The $90m project would bulldoze roughly 85 acres of the South River Forest with support from the Atlanta Police Foundation, a nonprofit organisation with a board filled with representatives from Atlanta power brokers like Chick-Fil-A and Delta Airlines. The plans have faced widespread opposition from a coalition of Atlanta-area community groups, environmental activists and national justice advocates.
Activists reported police firing tear gas and “kettling” dozens of people attending the South River Music Festival in the Weelaunee Forest, the Muscogee (Creek) name for the area.
“Indiscriminate police violence tonight against Stop Cop City festival-goers. Police seem to be lashing out at anyone present at the music festival,” according to a statement from Atlanta Solidarity Fund. “Music is not a crime, protest is not a crime. The first amendment doesn’t go away when a single person sets a fire.”

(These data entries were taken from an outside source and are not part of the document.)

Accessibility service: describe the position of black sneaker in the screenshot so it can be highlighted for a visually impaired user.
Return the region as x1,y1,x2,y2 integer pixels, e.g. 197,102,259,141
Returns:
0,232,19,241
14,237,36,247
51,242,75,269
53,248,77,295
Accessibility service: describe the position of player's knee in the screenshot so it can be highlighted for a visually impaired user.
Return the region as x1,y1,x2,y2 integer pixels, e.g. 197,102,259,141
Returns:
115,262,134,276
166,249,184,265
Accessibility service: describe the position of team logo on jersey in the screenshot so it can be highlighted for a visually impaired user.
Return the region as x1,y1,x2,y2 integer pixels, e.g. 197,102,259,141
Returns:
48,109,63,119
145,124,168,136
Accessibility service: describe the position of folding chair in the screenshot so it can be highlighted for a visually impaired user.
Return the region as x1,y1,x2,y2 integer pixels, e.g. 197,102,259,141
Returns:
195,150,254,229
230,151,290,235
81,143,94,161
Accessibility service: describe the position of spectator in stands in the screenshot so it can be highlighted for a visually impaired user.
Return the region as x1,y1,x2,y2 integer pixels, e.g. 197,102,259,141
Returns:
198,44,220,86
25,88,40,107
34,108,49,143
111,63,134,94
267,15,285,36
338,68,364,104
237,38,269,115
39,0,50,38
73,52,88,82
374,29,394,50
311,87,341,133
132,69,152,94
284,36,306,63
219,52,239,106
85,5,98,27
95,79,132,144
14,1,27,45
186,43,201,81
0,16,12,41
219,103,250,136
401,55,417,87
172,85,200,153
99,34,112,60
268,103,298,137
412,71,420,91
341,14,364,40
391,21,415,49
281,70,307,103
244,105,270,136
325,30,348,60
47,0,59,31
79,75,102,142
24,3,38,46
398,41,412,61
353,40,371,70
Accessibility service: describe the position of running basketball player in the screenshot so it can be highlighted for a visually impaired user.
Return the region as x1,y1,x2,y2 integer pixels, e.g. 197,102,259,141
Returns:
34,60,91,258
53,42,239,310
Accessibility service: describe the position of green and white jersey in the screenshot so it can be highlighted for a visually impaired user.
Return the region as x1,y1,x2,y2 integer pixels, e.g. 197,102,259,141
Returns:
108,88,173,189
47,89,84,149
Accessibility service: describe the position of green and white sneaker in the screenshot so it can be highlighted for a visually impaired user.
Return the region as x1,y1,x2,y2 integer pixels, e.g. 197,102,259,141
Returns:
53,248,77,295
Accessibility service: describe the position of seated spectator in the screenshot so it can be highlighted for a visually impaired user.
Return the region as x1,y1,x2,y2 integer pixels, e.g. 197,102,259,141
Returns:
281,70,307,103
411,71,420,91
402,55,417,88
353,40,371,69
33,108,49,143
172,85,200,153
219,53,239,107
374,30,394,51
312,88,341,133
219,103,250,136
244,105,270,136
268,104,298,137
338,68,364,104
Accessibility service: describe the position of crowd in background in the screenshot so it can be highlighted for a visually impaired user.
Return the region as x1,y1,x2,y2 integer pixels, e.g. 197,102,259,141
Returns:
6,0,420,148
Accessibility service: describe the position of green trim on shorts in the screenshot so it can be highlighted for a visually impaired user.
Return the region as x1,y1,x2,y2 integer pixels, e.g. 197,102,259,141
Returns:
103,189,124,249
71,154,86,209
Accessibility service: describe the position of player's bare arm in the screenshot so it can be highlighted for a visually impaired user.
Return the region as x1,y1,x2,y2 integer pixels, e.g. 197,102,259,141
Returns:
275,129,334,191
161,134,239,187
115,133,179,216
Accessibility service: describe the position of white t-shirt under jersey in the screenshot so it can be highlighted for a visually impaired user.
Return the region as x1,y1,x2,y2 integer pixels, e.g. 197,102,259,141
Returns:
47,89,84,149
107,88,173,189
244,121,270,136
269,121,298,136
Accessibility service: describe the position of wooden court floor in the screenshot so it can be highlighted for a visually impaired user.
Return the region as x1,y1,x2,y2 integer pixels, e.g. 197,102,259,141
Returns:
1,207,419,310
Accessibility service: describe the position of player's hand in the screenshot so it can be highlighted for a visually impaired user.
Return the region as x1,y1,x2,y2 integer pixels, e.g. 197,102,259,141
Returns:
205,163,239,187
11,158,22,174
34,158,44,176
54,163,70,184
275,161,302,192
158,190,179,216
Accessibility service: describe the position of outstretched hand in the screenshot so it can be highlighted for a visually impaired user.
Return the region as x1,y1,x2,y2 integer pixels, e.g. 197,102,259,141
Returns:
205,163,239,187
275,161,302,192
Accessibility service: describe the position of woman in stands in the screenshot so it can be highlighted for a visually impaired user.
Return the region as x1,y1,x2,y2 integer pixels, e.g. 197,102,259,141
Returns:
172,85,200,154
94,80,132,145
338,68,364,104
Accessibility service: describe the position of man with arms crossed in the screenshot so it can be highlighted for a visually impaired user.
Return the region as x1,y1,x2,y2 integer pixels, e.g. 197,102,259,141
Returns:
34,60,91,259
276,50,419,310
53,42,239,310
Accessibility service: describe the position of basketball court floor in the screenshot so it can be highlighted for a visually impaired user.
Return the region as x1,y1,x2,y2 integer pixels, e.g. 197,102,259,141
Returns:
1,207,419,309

Growing tensions between police and opponents surrounding the project have resulted in dozens of arrests and more than a dozen other charges of domestic terrorism, though analysts have found that “none of those arrested and slapped with terrorism charges are accused of seriously injuring anyone” and most of the charges are based on the equivalent of misdemeanor trespassing.
Environmental advocates demand that the woods be preserved, while others have warned that the development of the site – which would include mock urban training sets – would lead to further militarisation of police in a region under scrutiny for high-profile acts of police violence, with five prisons, six landfills, and declining public housing and healthcare facilities.
On 18 January, officers fatally shot Manuel “Tortuguita” Paez Tera during one of at least two “clearing operations” at the site; police claim Terán fired at officers unprovoked, while family members and activists say that newly released footage from the aftermath has raised even more questions about the official accounts.
“As we continue to respect peaceful protest, we will also continue to ensure safety in our communities,” he said. “We will not rest until those who use violence and intimidation for an extremist end are brought to full justice.”
On 9 March, activists in Atlanta and across the US will join national demonstrations against police violence following the recent killings of Tera, Tyre Nichols in Memphis, “and all others lost and impacted by police violence and terror.”
Atlanta police “have a multi-layered strategy that includes reaction and arrest” as law enforcement agencies prepare for demonstrations.
“When you throw commercial-grade fireworks, when you throw Molotov cocktails, large rocks, a number of items at officers, your only intent is to harm, and the charges are going to show that,” Chief Schierbaum said on Sunday.